Beijos na boca, abraços apertados, cheiro de café, pasta de dentes e perfume no ar. Zulema me agarrou pelo pescoço, olho marejado:

— ¡No te vayas nunca más, rubio del diablo! ¡Este burdel es tuyo cuando quieras! (Nunca mais vá embora, loiro do demônio! Este bordel é teu quando quiseres!)

Paco, como sempre, abriu a carteira grossa, não me deixava gastar uma moeda, tirou um bolo de dólares e jogou na mesa, debochado:

— ¡Para las chicas, para la carne, para la caña… y esto aquí… (Para as meninas, pra carne, pra caña…) — separou umas notas e entregou direto na mão da morena do cuzinho rasgado que ainda mancava — …para que compres pomada buena, mi reina, ¡que el rubio te dejó como nuevo camino de tierra! (…pra comprar pomada boa, minha rainha, que o loiro te deixou como estrada de terra recém-aberta!)

A moça pegou o dinheiro, fez careta de dor, mas logo abriu o sorriso safado, virou de costas, abaixou a calcinha até o joelho e empinou a bunda, com as mãos abriu devagar, mostrando o cuzinho ainda vermelho e inchado, cheio de pomada:

— ¡Vení, rubio… dame besitos en la herida, que cura más rápido! ¡Y si querés, de lengua también, que yo no cobro extra! (Vem, loiro… me dá beijinhos na ferida, que cura mais rápido! E se quiser, de língua também, que eu não cobro extra!)

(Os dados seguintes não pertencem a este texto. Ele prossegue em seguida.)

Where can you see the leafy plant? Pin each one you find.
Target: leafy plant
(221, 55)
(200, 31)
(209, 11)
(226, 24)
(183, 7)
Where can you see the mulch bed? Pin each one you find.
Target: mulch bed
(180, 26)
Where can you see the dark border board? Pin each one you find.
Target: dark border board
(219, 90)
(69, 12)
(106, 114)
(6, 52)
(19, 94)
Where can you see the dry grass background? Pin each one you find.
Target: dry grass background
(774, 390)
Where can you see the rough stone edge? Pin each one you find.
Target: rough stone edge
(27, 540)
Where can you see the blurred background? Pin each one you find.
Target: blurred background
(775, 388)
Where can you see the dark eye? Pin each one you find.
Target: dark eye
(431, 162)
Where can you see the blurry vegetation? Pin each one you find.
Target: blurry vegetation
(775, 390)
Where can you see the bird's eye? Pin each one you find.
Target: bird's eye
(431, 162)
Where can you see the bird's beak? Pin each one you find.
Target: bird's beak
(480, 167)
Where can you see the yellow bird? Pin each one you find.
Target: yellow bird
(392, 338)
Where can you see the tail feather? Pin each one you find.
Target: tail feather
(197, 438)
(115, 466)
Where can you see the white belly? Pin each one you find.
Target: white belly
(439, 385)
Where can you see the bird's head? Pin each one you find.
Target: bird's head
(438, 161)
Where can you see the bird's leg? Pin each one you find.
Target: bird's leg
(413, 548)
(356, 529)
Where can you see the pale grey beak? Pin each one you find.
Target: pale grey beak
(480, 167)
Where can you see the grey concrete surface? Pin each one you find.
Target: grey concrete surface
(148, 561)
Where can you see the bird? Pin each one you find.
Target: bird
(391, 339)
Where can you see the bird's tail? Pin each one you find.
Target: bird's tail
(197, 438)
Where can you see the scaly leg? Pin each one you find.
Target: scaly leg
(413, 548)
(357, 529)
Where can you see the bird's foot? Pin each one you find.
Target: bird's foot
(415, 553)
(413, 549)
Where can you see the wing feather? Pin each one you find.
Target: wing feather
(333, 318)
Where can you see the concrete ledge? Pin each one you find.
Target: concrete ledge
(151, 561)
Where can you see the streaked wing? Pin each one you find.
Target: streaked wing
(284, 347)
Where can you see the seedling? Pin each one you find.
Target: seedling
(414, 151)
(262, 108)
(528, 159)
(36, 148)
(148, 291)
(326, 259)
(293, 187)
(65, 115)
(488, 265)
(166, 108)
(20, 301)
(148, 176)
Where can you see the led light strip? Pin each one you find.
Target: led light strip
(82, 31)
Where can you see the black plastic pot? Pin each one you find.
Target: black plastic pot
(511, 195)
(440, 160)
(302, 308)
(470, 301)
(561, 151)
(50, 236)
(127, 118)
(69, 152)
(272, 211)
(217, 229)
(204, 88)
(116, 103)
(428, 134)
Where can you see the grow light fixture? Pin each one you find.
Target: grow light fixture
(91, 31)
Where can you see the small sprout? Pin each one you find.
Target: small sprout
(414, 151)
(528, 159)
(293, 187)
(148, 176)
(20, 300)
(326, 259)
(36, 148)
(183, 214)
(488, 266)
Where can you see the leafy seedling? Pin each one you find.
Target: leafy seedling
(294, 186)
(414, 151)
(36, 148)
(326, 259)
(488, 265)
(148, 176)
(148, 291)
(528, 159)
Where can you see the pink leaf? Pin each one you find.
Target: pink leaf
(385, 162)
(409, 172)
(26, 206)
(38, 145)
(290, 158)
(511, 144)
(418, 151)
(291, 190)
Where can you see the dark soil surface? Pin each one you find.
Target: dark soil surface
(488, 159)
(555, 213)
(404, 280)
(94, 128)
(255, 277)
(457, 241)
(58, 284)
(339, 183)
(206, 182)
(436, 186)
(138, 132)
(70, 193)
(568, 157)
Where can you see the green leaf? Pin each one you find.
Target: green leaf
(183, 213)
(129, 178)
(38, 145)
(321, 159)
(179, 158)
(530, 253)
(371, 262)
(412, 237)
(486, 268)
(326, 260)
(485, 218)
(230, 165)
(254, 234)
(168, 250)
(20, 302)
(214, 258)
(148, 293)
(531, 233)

As meninas explodiram na gargalhada, Zulema bateu palma, o tio rindo segurando a barriga:

— ¡Escuchaste, gurí? ¡Besitos terapéuticos! ¡Esto solo pasa en Paraguay, carajo! (Ouviste, guri? Beijinhos terapêuticos! Isso só acontece no Paraguai, caralho!)

Eu dei um beijo estalado em cada nádega dela, ela gritou “¡ayyy, doctor!” e a casa inteira desabou de novo na risada.

Subimos na caminhonete, o motor roncando, a poeira subindo.

Zulema e as meninas na porta, acenando:

— ¡Vuelvan pronto, mis amores! (Voltem logo, meus amores!)

Paco ligou o rádio, deu uma piscada pra mim me mandando acelerar:

— ¡Ahora sí, gurí… todavía tenemos muchos rabos que salvar… y otros que romper! (Agora sim, guri… ainda temos muitos cus pra salvar… e outros pra romper!)

E partimos rindo alto, com o sol queimando o capô e o coração feliz, cheio de fronteira.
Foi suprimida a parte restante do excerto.